Sub NoDupColumnData()
Dim oSheet As Worksheet
Dim oRng As Range
Dim varVals As Variant
ThisWorkbook.Sheets(1).UsedRange.Copy 'Whatever sheet has your 400 columns
Set oSheet = ThisWorkbook.Sheets.Add
oSheet.Name = "Filtered"
oSheet.Paste
Application.ScreenUpdating = False
For Each oRng In oSheet.UsedRange.Columns
varVals = fcnUnique(oRng)
oRng.Clear
oRng.Resize(UBound(varVals), 1).Value = WorksheetFunction.Transpose(varVals)
Next oRng
Application.ScreenUpdating = True
lbl_Exit:
Exit Sub
End Sub
Public Function fcnUnique(oColRng As Range) As Variant
Dim colUniques As New Collection
Dim oCell As Range
Dim lngIndex As Long
Dim vUnique As Variant
On Error Resume Next
For Each oCell In oColRng.Cells
If Len(CStr(oCell)) > 0 Then
colUniques.Add oCell, CStr(oCell)
End If
If Err.Number <> 0 Then
'colUniques.Add "", CStr(lngIndex)
'lngIndex = lngIndex + 1
End If
Next oCell
On Error GoTo 0
ReDim vUnique(1 To colUniques.Count)
For lngIndex = LBound(vUnique) To UBound(vUnique)
vUnique(lngIndex) = colUniques(lngIndex)
Next lngIndex
fcnUnique = vUnique
lbl_Exit:
Exit Function
End Function

grose456
01-14-2017, 06:40 PM
SEE SHEET 2.

mike7952
01-14-2017, 07:16 PM
How about this


Sub abc()
Dim arr, iRow As Long, iCol As Long, i As Long

arr = Range("a1").CurrentRegion

Worksheets.Add: i = 1
With CreateObject("scripting.dictionary")
For iCol = 1 To UBound(arr, 2)
For iRow = 1 To UBound(arr)
If Not .exists(arr(iRow, iCol)) And Trim$(arr(iRow, iCol)) <> "" Then
.Item(arr(iRow, iCol)) = Empty
End If
Next
Cells(i, "a").Resize(, .Count) = .keys
.RemoveAll: i = i + 1
Next
End With
Cells(1).CurrentRegion.Borders.LineStyle = xlContinuous
End Sub

grose456
01-14-2017, 07:39 PM
SORRY, EDITED MY PREVIOUS REPLY INSTEAD OF POSTING A NEW REPLY. SEE ABOVE ATTACHMENT. Visited and read your website.
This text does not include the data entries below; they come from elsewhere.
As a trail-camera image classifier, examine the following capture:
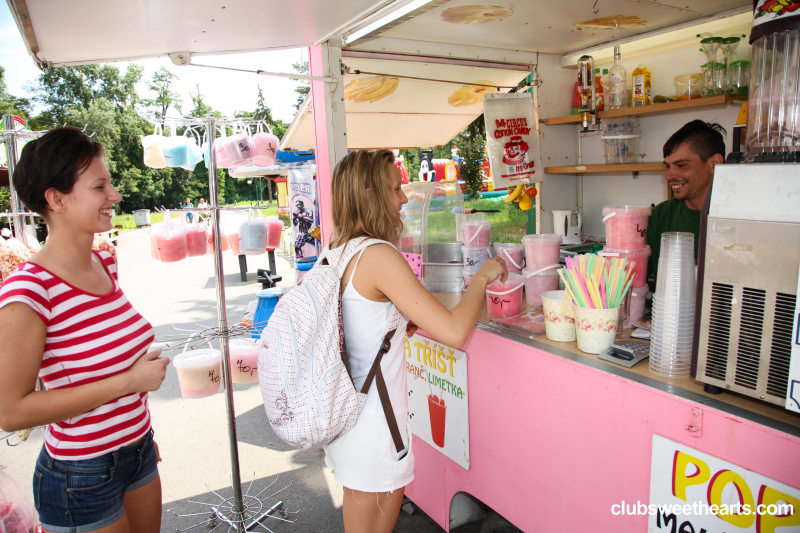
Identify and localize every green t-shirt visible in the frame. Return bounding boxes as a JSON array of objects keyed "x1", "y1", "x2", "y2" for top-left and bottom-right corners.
[{"x1": 647, "y1": 198, "x2": 700, "y2": 280}]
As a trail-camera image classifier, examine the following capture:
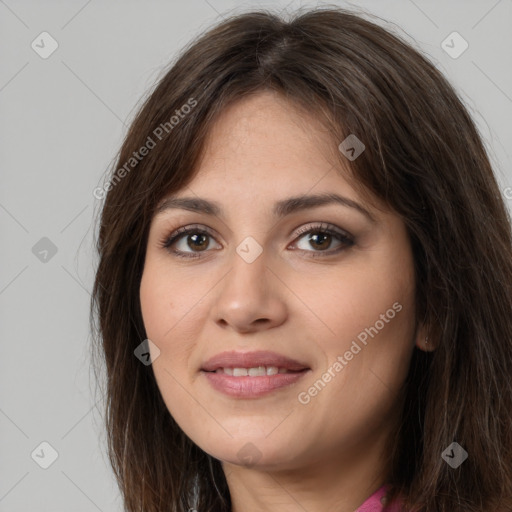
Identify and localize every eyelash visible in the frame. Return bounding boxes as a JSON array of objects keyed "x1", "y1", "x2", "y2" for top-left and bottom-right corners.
[{"x1": 159, "y1": 223, "x2": 354, "y2": 259}]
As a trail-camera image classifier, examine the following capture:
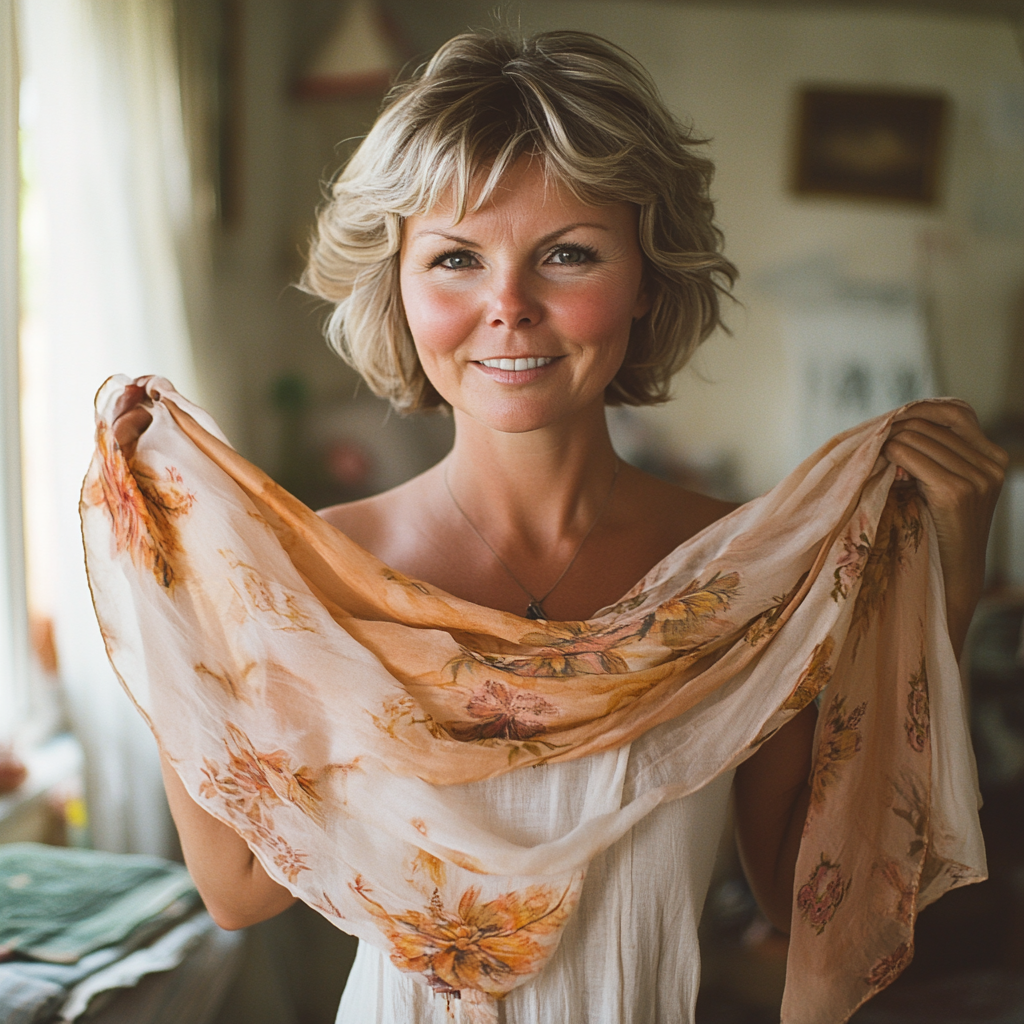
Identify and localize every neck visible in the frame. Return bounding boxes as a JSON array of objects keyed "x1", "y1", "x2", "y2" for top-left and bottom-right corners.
[{"x1": 440, "y1": 404, "x2": 617, "y2": 552}]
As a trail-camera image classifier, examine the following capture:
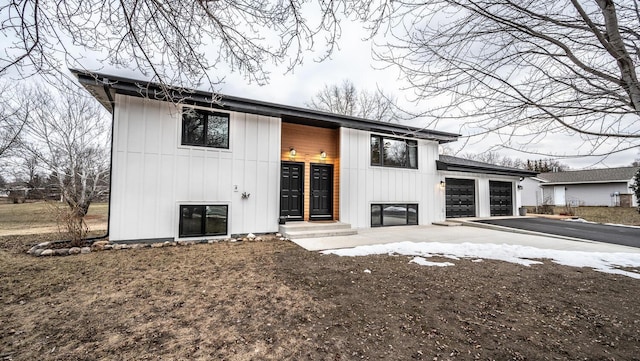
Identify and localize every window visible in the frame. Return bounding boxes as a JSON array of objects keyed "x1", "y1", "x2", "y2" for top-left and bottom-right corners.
[
  {"x1": 371, "y1": 204, "x2": 418, "y2": 227},
  {"x1": 180, "y1": 205, "x2": 228, "y2": 237},
  {"x1": 182, "y1": 107, "x2": 229, "y2": 149},
  {"x1": 371, "y1": 135, "x2": 418, "y2": 169}
]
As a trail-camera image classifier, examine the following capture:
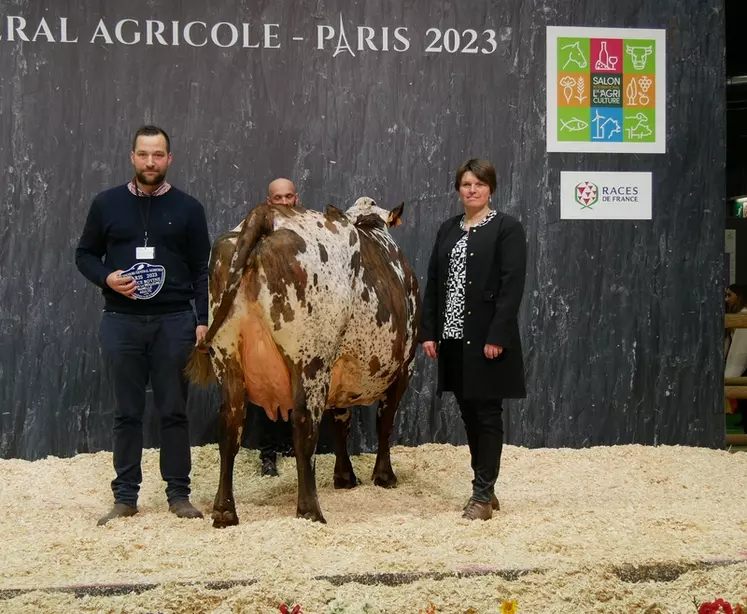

You have a very impressive background.

mike7952
01-15-2017, 04:30 AM
Does my solution in Post#4 not do what you want?

mikerickson
01-15-2017, 10:39 AM
Perhaps this will do what you want

Sub test()
Dim arrInput As Variant
Dim colNum As Long, rowNum As Long
Dim destinationRange As Range

Set destinationRange = Sheet3.Range("A1")
arrInput = Sheet1.Range("A1").CurrentRegion

colNum = 1
For colNum = 1 To UBound(arrInput, 2)
For rowNum = 1 To UBound(arrInput, 1)
If arrInput(rowNum, colNum) <> vbNullString Then
If rowNum <> Application.Match(arrInput(rowNum, colNum), Application.Index(arrInput, 0, colNum), 0) Then
arrInput(rowNum, colNum) = vbNullString
End If
End If
Next rowNum
Next colNum

Application.ScreenUpdating = False
With destinationRange
With .Resize(UBound(arrInput, 2), UBound(arrInput, 1))
.Value = Application.Transpose(arrInput)
.SpecialCells(xlCellTypeBlanks).Delete shift:=xlToLeft
End With
End With
Application.ScreenUpdating = True
End Sub

Paul_Hossler
01-15-2017, 10:58 AM
Maybe something like this

Some cells had a leading space so I had to TRIM them also to make certain that ZH9 and spaceZH9 would be de-dupped






Option Explicit

Sub ColumnDeDup()
Dim rCol As Range
Dim wsInput As Worksheet, wsOutput As Worksheet

Application.ScreenUpdating = False

Set wsInput = Worksheets("Input")

With wsInput.Cells(1, 1).CurrentRegion

'trim
.Value = Application.Evaluate("IF(" & .Address & "<>"""",TRIM(" & .Address & "),"""")")

'remove empty cells
On Error Resume Next
.Cells.SpecialCells(xlCellTypeBlanks).Delete Shift:=xlUp
On Error GoTo 0

'remove dups in each col
For Each rCol In .Columns
Call rCol.RemoveDuplicates(1, xlYes)
Next
End With


'add new worksheet named 'Output'
Application.DisplayAlerts = False
On Error Resume Next
Worksheets("Output").Delete
On Error GoTo 0
Application.DisplayAlerts = True
Worksheets.Add.Name = "Output"

Set wsOutput = Worksheets("Output")

'copy and transpose to Output
wsInput.Cells(1, 1).CurrentRegion.Copy
wsOutput.Select
wsOutput.Cells(1, 1).Select
Selection.PasteSpecial Paste:=xlPasteAll, Operation:=xlNone, SkipBlanks:=False, Transpose:=True


'make Output pretty
wsOutput.Cells(1, 1).CurrentRegion.EntireColumn.AutoFit


Application.ScreenUpdating = True
End Sub

snb
01-15-2017, 12:35 PM
All you need:


Sub M_snb()
Application.ScreenUpdating = False
Sheet3.UsedRange.ClearContents

For j = 1 To Sheet1.Cells(1).CurrentRegion.Columns.Count
Sheet1.Cells(1).CurrentRegion.Columns(j).AdvancedFilter 2, , Sheet3.Cells(1, j), True
Next
Sheet3.UsedRange.SpecialCells(4).Delete
sn = Application.Transpose(Sheet3.UsedRange)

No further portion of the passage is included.